One particular bit that I come up against Christians on – is the idea that God is some being separate from me. I very much feel like I am a part of God – I’m like a row of a table, a cell in a body, whatever analogy you would like to use. When I think of myself as separate from God, I feel, to use a 12-step phrase, less than. Not a part of. When I think that *we* built all this, and *I helped*, I feel pride. I also feel shame and fear, but I think those are coming from the *damaged parts of my mind* that are *determined to think they are not worthy of being part of God* *AS THE DIRECT RESULT OF CHRISTIANITY*

Now, I’m convinced, from seeing various Christians, there is a good way to load the thing, that doesn’t allow it to cause much damage. I’m not clear on whether this is about the mental space you are in when you are loading it, or your internal architecture. I think it’s entirely possible that Christianity failed to load in such a impressive way because I’m a x86 and it was written for a ARM (so to speak). If it wasn’t written with hostile intent, I’m pretty sure it was written for people with a different mental and emotional architecture than I have.

However, I feel better and better about unloading it. Which is good, because unloading something you absorbed when you were a toddler and up is hard work and definitely a task for the patient and creative. Whether or not the religion is wrong or evil, the way I had it loaded had me convinced God was evil. Especially given that what you believe most definitely colors your experience, that is *not* a good thing to have floating around your mind.

Now, one big problem I have is that in general it’s not considered polite to talk about religion, and it most definitely is a source of friction in a number of environments. However, I’ve got a religion that was pressing hard on my sanity in a whole host of bad ways, and I kind of need to talk about it as I unload it because sometimes the only way to identify infected or miswired nodes is enumeration. Now, the one good thing that I notice is that I am not alone in this.

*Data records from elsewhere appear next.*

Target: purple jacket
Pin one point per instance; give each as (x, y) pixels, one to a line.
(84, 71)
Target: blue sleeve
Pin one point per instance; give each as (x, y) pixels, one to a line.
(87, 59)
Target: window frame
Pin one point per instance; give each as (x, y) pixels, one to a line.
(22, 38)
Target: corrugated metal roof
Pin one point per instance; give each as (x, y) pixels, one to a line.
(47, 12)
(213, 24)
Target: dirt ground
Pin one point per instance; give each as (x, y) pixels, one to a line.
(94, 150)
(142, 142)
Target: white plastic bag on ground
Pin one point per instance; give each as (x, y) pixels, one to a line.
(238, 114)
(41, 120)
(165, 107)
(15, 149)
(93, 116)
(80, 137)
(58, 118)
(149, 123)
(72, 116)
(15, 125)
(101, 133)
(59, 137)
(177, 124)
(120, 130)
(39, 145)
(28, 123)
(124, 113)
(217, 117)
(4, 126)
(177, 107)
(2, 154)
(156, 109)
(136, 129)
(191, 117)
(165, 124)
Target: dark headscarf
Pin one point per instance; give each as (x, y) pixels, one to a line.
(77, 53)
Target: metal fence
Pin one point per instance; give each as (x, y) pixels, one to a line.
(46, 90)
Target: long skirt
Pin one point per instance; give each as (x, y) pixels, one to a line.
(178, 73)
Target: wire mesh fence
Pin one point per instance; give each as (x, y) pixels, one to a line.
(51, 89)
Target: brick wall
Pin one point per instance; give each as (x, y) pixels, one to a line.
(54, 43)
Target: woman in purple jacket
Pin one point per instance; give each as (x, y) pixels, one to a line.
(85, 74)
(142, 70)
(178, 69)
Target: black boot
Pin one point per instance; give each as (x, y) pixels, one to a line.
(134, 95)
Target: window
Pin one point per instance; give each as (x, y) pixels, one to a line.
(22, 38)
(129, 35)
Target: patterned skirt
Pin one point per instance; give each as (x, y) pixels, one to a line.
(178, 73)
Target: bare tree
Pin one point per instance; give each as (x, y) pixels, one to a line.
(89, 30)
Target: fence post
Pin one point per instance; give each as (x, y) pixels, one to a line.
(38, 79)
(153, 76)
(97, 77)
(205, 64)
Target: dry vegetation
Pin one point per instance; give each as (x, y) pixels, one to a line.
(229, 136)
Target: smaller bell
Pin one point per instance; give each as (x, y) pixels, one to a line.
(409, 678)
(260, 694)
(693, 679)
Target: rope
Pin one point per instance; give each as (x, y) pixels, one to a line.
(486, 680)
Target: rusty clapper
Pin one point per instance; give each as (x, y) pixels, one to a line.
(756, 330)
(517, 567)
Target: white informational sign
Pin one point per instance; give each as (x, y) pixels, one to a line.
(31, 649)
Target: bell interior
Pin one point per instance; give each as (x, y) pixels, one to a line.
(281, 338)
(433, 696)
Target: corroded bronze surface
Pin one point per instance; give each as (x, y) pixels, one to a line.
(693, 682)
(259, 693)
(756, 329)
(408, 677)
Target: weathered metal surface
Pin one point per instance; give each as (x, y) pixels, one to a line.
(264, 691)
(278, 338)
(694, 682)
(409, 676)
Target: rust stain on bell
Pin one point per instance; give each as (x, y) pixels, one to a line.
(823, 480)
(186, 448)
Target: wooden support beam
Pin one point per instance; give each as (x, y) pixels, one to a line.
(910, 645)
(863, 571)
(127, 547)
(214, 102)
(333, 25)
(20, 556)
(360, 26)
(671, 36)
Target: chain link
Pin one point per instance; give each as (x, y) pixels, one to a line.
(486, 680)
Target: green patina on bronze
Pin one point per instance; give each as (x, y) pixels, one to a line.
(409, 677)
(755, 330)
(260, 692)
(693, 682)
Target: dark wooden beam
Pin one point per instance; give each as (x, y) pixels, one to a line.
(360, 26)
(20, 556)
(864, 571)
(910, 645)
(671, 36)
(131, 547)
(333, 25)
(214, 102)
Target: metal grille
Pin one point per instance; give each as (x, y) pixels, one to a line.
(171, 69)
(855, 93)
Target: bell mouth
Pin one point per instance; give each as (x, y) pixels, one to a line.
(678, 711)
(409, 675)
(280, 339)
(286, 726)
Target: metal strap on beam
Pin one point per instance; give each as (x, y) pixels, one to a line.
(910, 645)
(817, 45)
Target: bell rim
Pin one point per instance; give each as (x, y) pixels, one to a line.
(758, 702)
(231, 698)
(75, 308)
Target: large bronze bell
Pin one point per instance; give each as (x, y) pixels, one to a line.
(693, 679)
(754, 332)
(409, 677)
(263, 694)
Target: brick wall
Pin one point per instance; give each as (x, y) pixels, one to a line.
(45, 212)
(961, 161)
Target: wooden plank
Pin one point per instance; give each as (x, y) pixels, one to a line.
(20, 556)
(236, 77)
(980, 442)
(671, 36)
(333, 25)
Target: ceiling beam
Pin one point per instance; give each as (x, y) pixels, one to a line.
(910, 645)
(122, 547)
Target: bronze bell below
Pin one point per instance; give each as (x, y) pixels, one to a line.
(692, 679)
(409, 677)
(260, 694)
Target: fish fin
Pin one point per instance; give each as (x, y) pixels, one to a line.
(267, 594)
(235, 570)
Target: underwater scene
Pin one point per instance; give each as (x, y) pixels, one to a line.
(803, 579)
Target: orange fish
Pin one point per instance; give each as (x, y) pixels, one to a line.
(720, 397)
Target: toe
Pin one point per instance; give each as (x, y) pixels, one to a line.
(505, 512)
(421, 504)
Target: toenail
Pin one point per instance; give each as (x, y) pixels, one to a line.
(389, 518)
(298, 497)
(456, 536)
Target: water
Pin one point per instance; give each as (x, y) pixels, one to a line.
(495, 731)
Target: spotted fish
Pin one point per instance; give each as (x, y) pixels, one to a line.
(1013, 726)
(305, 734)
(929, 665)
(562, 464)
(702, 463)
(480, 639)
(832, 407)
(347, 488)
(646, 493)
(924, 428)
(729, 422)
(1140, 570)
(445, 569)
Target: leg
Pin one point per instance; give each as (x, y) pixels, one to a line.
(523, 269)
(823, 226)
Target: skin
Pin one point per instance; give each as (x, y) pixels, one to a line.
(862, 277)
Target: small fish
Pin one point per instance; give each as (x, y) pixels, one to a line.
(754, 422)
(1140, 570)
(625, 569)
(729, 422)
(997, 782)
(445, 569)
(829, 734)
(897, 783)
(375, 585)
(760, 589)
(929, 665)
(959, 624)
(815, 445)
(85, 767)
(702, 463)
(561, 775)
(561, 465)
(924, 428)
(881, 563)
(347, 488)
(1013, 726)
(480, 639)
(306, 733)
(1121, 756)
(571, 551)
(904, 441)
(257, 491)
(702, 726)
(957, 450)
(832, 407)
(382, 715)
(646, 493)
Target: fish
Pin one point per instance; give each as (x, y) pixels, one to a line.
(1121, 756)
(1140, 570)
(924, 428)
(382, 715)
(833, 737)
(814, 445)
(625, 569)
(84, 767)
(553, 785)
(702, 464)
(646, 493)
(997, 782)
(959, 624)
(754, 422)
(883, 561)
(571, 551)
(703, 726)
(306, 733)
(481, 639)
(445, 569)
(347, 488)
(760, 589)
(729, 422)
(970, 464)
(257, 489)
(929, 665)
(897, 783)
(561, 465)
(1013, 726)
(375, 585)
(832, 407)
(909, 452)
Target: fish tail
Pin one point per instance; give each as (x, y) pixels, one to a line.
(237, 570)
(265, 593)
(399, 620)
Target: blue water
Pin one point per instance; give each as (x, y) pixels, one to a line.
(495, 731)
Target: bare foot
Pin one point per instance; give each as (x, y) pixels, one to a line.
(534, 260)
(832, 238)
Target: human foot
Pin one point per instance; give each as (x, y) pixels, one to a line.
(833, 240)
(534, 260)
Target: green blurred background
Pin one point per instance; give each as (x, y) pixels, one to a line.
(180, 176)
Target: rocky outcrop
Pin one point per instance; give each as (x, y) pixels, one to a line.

I do definitely think I’m a lot less in Hell with Christianity mostly unloaded. I still believe in the idea of higher powers.. God, angels, what have you. I just don’t think I know very much about them. And you know what? I’d rather not know – then know something that’s provably wrong. I’d certainly rather not know than believe that a higher power was ever in favor of stoning people because they were gay. That screams the opposite of higher power to me, and it hurts my head – literally – to think about. Or makes me angry, and I don’t like the feeling of being angry, and, as we say, I don’t have to live like that today.